Throughout the capture of El Fasher in late October 2025, RSF fighters used explicit ethnic and racial language about ending non-Arab reproduction and “cleansing” neighbourhoods, echoing patterns already documented in West Darfur in 2023 and 2024. Many attacks were filmed and posted online by perpetrators themselves.

On the basis of this evidence, there are reasonable grounds to believe that these acts amounted to war crimes and crimes against humanity, and constituted a central component of a genocidal campaign against the Zaghawa, Fur, Berti, and Tunjur populations.

The role of foreign arms
Arms analysis carried out by LAW’s military and munitions experts found that the RSF’s capacity to encircle El Fasher, bombard civilian neighbourhoods, and tighten control over displacement routes was enabled by a continuous inflow of foreign-origin arms, ammunition, vehicles, and drones.
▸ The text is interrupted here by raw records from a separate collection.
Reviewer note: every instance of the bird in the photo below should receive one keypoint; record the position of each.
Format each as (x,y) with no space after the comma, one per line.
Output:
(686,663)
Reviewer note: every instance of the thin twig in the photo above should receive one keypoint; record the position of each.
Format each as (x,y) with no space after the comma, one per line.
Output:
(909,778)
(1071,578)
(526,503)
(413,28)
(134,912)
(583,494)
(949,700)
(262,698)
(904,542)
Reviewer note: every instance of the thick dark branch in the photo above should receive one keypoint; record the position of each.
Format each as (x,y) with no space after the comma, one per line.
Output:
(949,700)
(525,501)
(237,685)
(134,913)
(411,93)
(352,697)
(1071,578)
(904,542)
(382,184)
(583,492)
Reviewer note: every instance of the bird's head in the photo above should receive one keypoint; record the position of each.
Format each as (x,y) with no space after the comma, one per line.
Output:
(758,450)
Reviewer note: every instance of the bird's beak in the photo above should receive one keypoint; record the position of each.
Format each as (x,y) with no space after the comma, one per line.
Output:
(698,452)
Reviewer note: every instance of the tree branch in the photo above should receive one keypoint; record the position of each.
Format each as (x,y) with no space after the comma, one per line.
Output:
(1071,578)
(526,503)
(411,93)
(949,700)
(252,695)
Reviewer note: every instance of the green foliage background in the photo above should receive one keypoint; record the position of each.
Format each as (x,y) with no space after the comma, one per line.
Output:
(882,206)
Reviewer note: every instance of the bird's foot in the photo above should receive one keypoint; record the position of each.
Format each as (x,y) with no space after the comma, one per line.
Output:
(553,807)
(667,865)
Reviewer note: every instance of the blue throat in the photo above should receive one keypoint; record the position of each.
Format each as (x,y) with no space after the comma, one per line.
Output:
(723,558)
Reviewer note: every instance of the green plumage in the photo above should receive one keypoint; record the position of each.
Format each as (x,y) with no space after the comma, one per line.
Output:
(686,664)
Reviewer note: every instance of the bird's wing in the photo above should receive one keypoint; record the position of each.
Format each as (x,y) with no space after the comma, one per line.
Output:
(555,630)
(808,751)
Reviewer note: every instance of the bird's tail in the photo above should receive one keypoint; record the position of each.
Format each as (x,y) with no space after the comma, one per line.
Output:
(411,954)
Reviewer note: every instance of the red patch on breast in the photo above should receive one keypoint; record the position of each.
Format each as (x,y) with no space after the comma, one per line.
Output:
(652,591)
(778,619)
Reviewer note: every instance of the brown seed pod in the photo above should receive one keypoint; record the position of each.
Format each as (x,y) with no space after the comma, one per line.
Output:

There are reasonable grounds to believe that materiel originating in the United Arab Emirates (UAE) and China was routed through Chad and eastern Libya into the hands of RSF units, with shipments aligning with key escalations in the siege.

These transfers took place while UN bodies, humanitarian organisations, and independent experts were already publicly documenting RSF atrocities across Darfur. States that continued to arm or facilitate the movement of materiel to the RSF did so with the knowledge that their support carried a substantial risk of contributing to atrocity crimes.
Our call to action

This report is an urgent call to accountability. LAW calls on the RSF to immediately cease all attacks on civilians, permit full humanitarian access, and release all those held in conditions of sexualised captivity. We call on arms-supplying states — in particular the UAE — to immediately suspend all transfers, conduct transparent investigations into past transfers, and cooperate with all accountability mechanisms. We call on the UN Security Council to strengthen the arms embargo, impose targeted sanctions, and establish a civilian protection mission in Darfur. We call on the ICC to prioritise investigations into RSF conduct in El Fasher and North and West Darfur. And we call on humanitarian donors to scale up survivor services, support women-led organisations on the frontlines, and fund evidence preservation.

Survivors from Darfur and beyond have waited in vain for the promises of past peace processes to be honoured. We cannot undo what has been done in El Fasher. We can, however, ensure that the decisions which armed and enabled the RSF are named, investigated, and brought within the reach of the law — and that survivors of sexual violence are placed at the centre of how this conflict is understood and confronted.

LAW will continue to collect, preserve, and share evidence for future accountability proceedings, and to support survivors who choose to pursue justice.